Walking into the sun-filled waiting room of Face Place’s West Hollywood location on Santa Monica Boulevard, it is clear that this spa is serious about facials. The name alone suggests that the face is its top priority, which is enthusiastically expressed by co-owners and former Torontonians Tony Silla and Paul Rogers. With a bright complexion and a smile to match, Silla, who is also the head esthetician, introduces the Signature Facial: a treatment featuring a mask that could be confused with the one worn by Sir Anthony Hopkins in The Silence of the Lambs.

In reality, the mask is Face Place’s secret weapon—one that has been sought after by celebrities including Laura Dern, Tom Cruise, and the ever-ageless Cher. The Signature is the only facial on the menu (there are other options such as peels and LED light therapy, though), taking a clinical approach using extraction techniques and delivering collagen-stimulating vitamin C and zinc deep into the skin through galvanic current (similar to physiotherapy treatments used for injured muscles or ligaments). “The galvanic pulses exercise the muscles of the face. It’s like going to the gym for your skin,” says Silla, after which Rogers adds: “No matter how good the delivery systems are, with topical preparations you still cannot get those ingredients as deep into the tissues as you can with galvanic current. Which is important because that is where you can stimulate collagen and really rejuvenate the skin.”

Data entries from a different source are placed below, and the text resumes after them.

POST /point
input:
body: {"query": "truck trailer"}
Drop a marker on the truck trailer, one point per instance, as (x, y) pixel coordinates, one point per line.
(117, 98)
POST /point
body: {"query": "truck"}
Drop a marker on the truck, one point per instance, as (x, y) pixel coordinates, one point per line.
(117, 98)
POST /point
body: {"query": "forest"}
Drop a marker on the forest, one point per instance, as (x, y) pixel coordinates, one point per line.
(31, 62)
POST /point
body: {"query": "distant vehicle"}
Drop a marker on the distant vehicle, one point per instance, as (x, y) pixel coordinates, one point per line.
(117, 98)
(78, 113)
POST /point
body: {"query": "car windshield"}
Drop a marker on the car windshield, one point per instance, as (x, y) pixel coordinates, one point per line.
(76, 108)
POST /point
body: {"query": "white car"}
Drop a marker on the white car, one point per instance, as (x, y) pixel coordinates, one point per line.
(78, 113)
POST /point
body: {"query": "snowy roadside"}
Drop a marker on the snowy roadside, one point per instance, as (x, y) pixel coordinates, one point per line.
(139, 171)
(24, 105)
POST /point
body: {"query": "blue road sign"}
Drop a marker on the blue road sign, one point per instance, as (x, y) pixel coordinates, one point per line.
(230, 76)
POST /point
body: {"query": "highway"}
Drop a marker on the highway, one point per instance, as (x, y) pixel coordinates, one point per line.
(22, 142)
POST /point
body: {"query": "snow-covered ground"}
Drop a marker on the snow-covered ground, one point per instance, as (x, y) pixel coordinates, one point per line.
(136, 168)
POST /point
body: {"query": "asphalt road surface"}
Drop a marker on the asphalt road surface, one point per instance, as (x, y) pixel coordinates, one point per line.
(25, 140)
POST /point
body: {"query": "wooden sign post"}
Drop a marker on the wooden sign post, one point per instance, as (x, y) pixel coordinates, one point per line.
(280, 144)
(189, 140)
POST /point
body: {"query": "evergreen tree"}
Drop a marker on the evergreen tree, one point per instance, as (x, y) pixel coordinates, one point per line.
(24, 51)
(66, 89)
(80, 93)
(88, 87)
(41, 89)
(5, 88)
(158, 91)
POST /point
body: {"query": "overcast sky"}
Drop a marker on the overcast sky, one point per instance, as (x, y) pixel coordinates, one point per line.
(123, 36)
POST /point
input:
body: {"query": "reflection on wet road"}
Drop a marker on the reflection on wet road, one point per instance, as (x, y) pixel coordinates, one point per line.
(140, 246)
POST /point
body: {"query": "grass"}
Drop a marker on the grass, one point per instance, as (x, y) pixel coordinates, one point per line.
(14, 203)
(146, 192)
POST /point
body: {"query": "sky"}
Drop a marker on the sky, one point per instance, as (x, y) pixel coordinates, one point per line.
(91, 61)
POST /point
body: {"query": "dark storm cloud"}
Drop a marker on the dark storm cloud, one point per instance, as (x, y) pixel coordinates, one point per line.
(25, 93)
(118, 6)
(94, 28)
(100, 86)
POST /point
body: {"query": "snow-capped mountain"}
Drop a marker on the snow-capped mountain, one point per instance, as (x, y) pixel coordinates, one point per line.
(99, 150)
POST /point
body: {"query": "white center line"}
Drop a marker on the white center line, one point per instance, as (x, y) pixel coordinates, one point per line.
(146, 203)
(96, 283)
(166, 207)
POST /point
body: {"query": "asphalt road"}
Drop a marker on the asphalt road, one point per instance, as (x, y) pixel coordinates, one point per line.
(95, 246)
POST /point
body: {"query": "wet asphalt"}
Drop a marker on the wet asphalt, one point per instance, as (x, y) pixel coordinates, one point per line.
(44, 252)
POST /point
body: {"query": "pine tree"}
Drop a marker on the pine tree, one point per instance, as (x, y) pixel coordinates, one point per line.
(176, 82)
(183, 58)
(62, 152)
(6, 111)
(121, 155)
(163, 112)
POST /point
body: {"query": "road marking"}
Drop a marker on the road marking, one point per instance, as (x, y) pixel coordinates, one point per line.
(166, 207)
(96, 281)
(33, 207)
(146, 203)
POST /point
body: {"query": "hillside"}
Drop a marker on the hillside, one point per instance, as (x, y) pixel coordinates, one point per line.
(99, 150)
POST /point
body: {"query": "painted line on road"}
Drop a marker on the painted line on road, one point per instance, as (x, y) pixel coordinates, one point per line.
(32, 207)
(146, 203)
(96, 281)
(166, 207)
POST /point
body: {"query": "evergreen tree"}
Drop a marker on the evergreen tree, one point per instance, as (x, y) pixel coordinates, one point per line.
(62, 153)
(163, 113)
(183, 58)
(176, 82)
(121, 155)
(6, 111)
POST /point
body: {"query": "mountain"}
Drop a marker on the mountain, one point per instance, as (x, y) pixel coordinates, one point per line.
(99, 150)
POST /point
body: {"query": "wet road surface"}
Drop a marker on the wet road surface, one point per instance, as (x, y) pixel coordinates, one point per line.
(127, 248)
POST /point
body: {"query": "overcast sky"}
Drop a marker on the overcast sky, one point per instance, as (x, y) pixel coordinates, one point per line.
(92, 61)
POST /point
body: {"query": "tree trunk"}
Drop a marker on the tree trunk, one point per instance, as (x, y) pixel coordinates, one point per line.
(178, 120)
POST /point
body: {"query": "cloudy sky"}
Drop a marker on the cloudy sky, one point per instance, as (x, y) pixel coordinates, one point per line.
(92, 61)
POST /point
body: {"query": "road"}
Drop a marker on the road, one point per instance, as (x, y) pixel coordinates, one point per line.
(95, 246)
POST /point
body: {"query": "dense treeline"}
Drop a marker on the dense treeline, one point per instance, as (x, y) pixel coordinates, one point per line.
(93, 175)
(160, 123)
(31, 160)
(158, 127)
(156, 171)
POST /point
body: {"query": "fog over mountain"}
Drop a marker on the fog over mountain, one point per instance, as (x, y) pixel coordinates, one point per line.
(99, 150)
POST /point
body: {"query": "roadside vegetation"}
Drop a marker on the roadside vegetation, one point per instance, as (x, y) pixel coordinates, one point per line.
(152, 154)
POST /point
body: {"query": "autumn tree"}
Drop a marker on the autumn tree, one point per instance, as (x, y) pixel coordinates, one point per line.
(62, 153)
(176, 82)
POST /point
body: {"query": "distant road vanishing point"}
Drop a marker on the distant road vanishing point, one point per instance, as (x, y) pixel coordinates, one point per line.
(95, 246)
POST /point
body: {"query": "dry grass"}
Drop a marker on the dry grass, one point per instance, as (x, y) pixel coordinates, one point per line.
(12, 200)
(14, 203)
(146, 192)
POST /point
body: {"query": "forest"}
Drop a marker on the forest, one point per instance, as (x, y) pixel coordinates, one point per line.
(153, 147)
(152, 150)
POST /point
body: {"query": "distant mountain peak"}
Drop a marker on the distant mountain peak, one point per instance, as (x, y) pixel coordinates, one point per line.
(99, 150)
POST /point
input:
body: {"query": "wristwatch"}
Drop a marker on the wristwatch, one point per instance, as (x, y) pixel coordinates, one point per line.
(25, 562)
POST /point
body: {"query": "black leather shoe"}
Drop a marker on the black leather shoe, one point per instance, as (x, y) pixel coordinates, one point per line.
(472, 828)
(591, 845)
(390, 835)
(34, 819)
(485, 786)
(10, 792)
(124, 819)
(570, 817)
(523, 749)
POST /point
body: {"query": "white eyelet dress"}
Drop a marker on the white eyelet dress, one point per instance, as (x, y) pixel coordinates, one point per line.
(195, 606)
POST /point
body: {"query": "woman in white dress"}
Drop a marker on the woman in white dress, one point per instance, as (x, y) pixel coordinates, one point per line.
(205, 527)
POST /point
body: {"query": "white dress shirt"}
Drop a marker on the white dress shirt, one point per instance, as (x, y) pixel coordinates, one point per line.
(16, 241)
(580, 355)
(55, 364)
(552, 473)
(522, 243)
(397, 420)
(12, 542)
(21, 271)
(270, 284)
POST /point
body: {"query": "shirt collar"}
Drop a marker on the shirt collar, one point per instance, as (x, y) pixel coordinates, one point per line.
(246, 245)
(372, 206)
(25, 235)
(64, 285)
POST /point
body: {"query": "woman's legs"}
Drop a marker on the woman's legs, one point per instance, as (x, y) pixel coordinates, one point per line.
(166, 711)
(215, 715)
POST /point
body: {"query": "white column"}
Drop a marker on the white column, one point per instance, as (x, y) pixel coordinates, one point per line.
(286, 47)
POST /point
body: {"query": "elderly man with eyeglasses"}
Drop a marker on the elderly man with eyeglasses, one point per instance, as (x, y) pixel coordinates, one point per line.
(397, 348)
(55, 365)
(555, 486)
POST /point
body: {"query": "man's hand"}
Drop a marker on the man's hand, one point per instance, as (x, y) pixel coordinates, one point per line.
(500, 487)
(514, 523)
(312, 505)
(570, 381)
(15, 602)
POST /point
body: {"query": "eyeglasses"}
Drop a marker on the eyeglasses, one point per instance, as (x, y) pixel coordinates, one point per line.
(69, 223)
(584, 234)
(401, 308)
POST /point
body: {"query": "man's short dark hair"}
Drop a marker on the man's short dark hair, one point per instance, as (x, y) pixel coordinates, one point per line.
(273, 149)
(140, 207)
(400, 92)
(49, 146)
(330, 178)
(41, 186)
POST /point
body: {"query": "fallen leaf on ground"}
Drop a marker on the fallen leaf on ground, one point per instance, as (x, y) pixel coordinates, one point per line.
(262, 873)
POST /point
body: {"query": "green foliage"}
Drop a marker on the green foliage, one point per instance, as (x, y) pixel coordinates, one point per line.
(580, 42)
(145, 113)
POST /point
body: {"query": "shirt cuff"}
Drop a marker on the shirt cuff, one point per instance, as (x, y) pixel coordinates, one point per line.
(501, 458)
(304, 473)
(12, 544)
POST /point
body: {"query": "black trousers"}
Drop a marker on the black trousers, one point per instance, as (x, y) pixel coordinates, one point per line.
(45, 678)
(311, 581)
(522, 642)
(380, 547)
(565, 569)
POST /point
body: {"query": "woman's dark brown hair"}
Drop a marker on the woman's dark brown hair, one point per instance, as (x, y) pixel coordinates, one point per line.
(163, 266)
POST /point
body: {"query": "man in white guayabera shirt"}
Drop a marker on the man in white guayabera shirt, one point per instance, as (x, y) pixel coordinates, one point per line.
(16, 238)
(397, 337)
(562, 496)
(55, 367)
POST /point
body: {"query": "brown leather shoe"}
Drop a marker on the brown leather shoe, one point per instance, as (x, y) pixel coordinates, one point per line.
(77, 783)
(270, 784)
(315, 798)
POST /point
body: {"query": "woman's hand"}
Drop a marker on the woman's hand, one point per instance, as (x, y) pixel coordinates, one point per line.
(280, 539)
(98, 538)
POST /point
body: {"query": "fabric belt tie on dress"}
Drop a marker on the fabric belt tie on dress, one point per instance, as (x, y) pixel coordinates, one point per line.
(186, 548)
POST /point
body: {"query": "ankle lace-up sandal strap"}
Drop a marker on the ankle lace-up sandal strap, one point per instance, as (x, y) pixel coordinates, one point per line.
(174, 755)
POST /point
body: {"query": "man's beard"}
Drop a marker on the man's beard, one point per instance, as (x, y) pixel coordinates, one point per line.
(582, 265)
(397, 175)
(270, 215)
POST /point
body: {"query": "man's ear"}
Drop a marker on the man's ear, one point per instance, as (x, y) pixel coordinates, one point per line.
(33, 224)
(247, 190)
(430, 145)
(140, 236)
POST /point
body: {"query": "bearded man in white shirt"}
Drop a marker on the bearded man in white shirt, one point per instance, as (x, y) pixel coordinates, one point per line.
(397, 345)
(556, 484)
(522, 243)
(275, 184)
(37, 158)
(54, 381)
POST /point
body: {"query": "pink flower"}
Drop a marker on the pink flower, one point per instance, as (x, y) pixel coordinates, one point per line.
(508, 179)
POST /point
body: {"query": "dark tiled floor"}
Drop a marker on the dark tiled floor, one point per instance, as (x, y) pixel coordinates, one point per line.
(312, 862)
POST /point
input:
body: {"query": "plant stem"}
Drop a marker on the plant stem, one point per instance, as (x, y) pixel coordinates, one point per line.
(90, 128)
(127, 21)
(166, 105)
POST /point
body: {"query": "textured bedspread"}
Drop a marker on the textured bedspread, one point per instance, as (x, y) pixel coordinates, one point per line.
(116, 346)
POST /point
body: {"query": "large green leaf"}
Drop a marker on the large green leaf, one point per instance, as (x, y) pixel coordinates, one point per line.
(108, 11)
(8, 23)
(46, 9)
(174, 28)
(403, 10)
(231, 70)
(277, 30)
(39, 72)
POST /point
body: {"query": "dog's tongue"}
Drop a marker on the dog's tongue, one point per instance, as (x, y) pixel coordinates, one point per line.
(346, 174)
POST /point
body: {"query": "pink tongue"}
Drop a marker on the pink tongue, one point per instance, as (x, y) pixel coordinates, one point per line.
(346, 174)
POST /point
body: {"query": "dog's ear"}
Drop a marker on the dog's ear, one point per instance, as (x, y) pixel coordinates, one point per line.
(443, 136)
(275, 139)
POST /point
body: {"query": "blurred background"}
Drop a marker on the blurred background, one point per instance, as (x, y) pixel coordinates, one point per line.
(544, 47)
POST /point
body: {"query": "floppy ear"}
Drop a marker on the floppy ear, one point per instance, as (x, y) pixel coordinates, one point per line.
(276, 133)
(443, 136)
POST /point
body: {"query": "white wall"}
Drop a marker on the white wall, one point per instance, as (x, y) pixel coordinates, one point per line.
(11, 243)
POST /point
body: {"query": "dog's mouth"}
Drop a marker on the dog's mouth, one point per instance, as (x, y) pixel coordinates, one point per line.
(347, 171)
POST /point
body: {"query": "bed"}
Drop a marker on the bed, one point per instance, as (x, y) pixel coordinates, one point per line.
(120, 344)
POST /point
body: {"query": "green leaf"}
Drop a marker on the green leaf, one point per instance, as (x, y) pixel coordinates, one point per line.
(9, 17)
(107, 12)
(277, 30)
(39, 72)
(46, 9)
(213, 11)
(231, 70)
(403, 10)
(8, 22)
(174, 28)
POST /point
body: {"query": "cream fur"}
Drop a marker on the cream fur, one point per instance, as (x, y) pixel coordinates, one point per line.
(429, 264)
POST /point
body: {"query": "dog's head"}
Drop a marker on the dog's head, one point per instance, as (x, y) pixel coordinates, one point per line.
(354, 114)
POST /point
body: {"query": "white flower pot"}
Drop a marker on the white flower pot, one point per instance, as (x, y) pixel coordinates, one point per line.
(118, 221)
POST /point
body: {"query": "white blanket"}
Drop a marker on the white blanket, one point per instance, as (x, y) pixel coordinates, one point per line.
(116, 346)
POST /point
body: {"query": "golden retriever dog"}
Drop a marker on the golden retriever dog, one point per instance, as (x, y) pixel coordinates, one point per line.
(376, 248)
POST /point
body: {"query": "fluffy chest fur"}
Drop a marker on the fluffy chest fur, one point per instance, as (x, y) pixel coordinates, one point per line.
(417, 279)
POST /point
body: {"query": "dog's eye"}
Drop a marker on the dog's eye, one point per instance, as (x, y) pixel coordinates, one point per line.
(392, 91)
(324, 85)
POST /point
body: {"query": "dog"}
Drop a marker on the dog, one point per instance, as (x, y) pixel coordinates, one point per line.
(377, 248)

Its focus on deep cleaning, rather than on traditional pampering, is what has garnered Face Place its many loyal clients. On a sunny Thursday in July, another Canadian happens to be making a regular trip to visit Silla and Rogers. Before Wendy Creed’s treatment, the three of them chat about the Ontario summer camp where her daughter is a counsellor, and the nearby camp that Rogers attended as a kid. Creed has been a regular client of Face Place since it was owned by Ernie Benson, who founded the company in 1972.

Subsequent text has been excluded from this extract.